Adam takes $100 and deposits it in his bank, his bank says "come back anytime and get it", then lends $90 out to Bill who deposits that $90 into a different bank.  This bank also says "come back anytime and get it", and then promptly loans out $81 to Charles, and so on and so on.  If you take the sum total of everyone's bank account once the process has completed there would be $1,000 totaled across them.  This is where Warren Gibson gets the idea that the "money supply" must be $1,000, Tammy is a finance guy though, so he looks at the broader picture.  Every dollar created after the initial deposit is an asset and a liability.  When Adam's bank makes the $90 loan they create a $90 asset, but the also saddle themselves with a $90 deficit that they owe to Adam.  Back to accessibility.

Can $1,000 be withdrawn from the banking system and be spent?  No.  If Adam withdraws his $100, then his bank has to run to Bill and demand their $90 back (assuming all deposits and loans are callable at any time), Bill runs to his bank to withdraw the $90, who has to run to Charles to get the $81.  No matter how you slice it only $100 can be withdrawn from the system and then spent on goods and services, and there is no way to get the effect of $1,000 on goods and services.

This is exactly the effect that full reserve Austrians cite when they state that Fractional Reserve Banking is fraudulent, there is no way for all people in the line to effectively use their individual deposits.  If some guy in the middle of the chain withdraws his $50 to spend then that immediately prevents Adam from ever accessing his full $100, while also calling in every loan made beyond that $50 deposit.

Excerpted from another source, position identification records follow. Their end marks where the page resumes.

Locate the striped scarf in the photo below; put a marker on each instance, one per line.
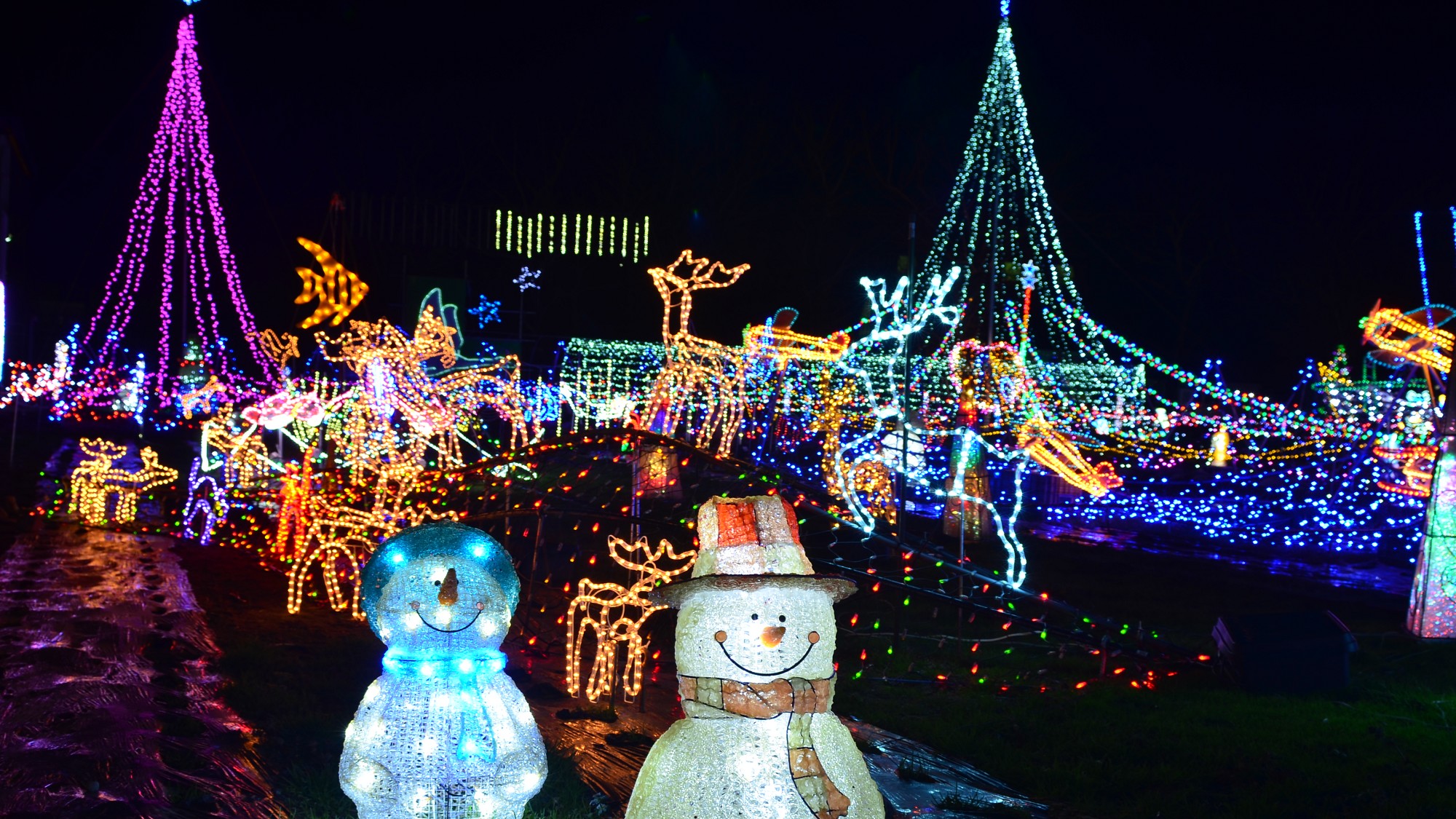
(800, 697)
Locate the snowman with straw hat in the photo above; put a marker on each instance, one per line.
(756, 675)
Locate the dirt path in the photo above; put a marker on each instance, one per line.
(108, 705)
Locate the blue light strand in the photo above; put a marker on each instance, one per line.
(1420, 257)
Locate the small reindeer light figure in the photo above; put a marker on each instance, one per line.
(615, 614)
(103, 493)
(701, 384)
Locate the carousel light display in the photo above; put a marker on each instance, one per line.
(178, 189)
(615, 614)
(103, 493)
(337, 289)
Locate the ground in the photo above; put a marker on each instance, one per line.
(1193, 746)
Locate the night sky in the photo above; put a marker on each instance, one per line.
(1231, 180)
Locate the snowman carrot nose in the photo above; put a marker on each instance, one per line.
(449, 589)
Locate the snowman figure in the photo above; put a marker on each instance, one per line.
(756, 675)
(443, 733)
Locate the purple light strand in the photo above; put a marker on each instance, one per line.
(183, 158)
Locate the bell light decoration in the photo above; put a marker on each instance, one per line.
(443, 732)
(756, 673)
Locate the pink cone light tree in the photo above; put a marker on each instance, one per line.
(177, 244)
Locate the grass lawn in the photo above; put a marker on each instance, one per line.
(1196, 745)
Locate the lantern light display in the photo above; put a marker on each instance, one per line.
(755, 652)
(443, 732)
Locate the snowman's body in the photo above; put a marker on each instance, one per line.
(723, 764)
(443, 733)
(745, 762)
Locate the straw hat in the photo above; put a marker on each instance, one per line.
(749, 544)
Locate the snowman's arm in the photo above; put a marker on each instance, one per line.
(365, 772)
(521, 752)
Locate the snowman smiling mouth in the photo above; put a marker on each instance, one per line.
(422, 615)
(769, 641)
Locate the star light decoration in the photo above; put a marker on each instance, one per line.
(103, 493)
(487, 312)
(337, 289)
(614, 614)
(528, 280)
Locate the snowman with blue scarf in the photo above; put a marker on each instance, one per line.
(443, 733)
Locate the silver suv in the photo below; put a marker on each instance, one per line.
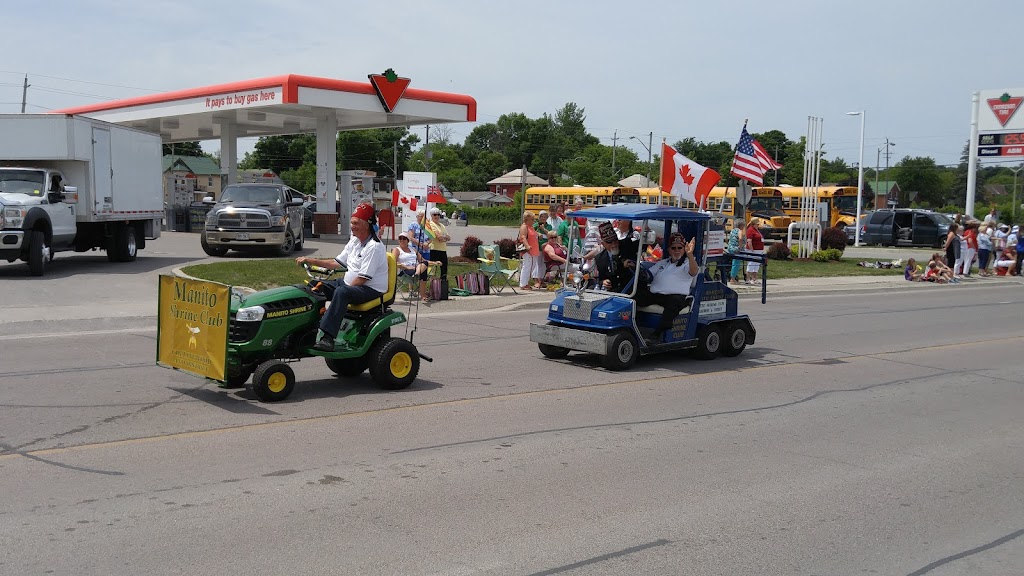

As far as empirical (anecdotal!) evidence, I think it is on the side of Tamny.  Japan has a massive public debt, which has been building for a few decades now, the level of reserves held by the Japanese Central bank have exploded, and yet the only inflation seen in the immediate past was a short term blip when the sales tax increase went into effect.  If M1 is money, if government bonds paying near zero are also money (which flows from the same definition as Gibson tries to use) and if inflation is due to increases in the money supply, then you can't escape the prediction that Japan should be crumbling amid hyper inflation.